🤖 AI Summary
This work addresses the limited generalization of event-driven object detection models caused by variations in event camera sensor parameters, which undermines robustness across devices. For the first time, it systematically uncovers the relationship between intrinsic event camera parameters and detection performance. The authors propose a joint distribution training framework that integrates event data modeling with parameter sensitivity analysis to enable adaptive inference across diverse sensors.
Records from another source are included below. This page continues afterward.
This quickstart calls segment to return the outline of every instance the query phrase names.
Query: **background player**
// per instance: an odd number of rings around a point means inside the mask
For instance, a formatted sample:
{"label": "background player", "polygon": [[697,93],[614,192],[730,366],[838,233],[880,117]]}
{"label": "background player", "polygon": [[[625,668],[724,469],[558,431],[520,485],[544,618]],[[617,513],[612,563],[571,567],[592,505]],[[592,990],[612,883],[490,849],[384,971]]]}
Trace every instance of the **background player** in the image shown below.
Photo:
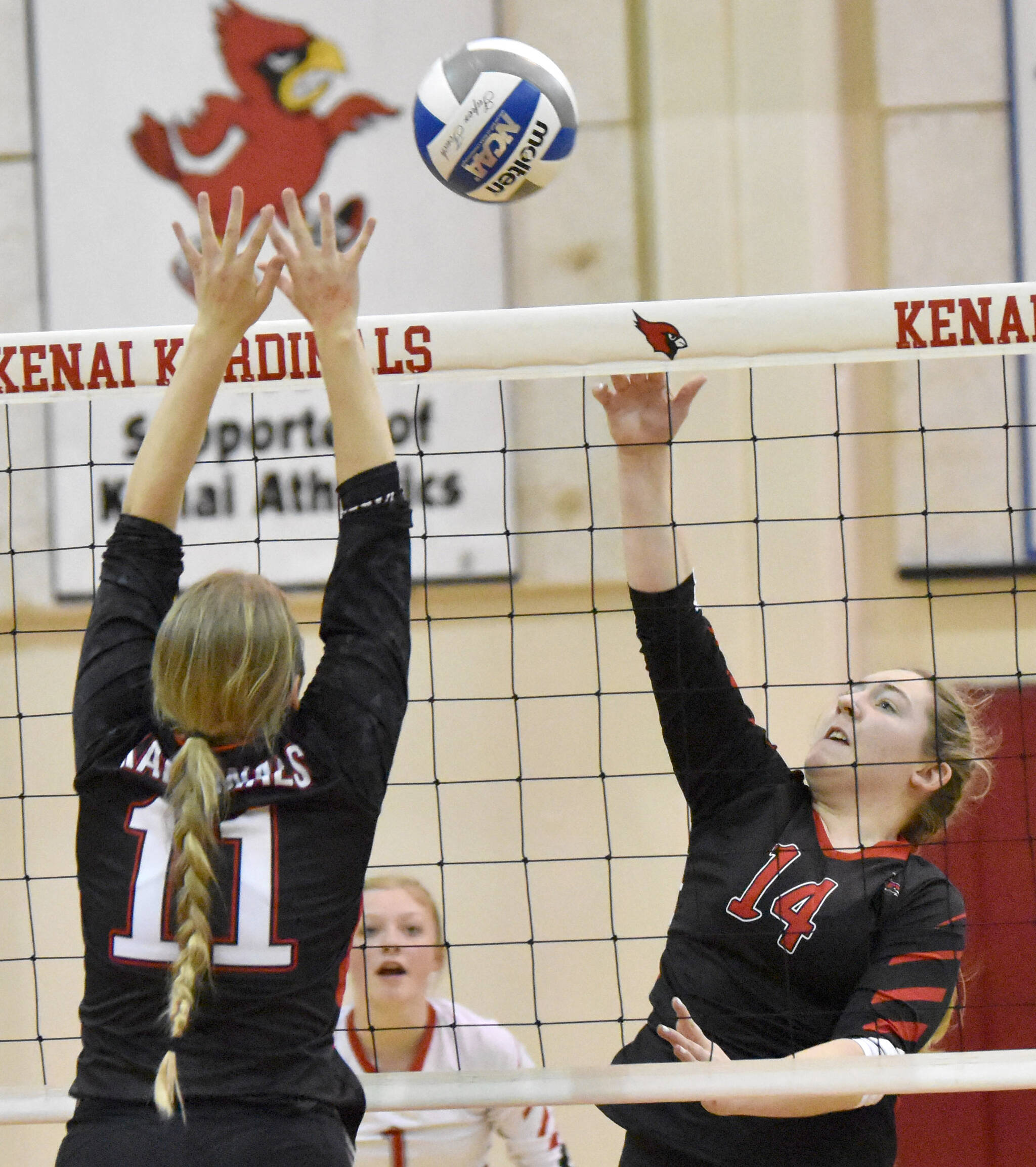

By explicitly accounting for sensor-specific characteristics during training, the method significantly improves detection accuracy on unseen event cameras, demonstrating the efficacy of parameter-aware learning for cross-sensor transfer. This advancement represents a critical step toward sensor-agnostic event-based perception.
📝 Abstract
Bio-inspired event cameras have recently attracted significant research due to their asynchronous and low-latency capabilities. These features provide a high dynamic range and significantly reduce motion blur. However, because of the novelty in the nature of their output signals, there is a gap in the variability of available data and a lack of extensive analysis of the parameters characterizing their signals. This paper addresses these issues by providing readers with an in-depth understanding of how intrinsic parameters affect the performance of a model trained on event data, specifically for object detection. We also use our findings to expand the capabilities of the downstream model towards sensor-agnostic robustness.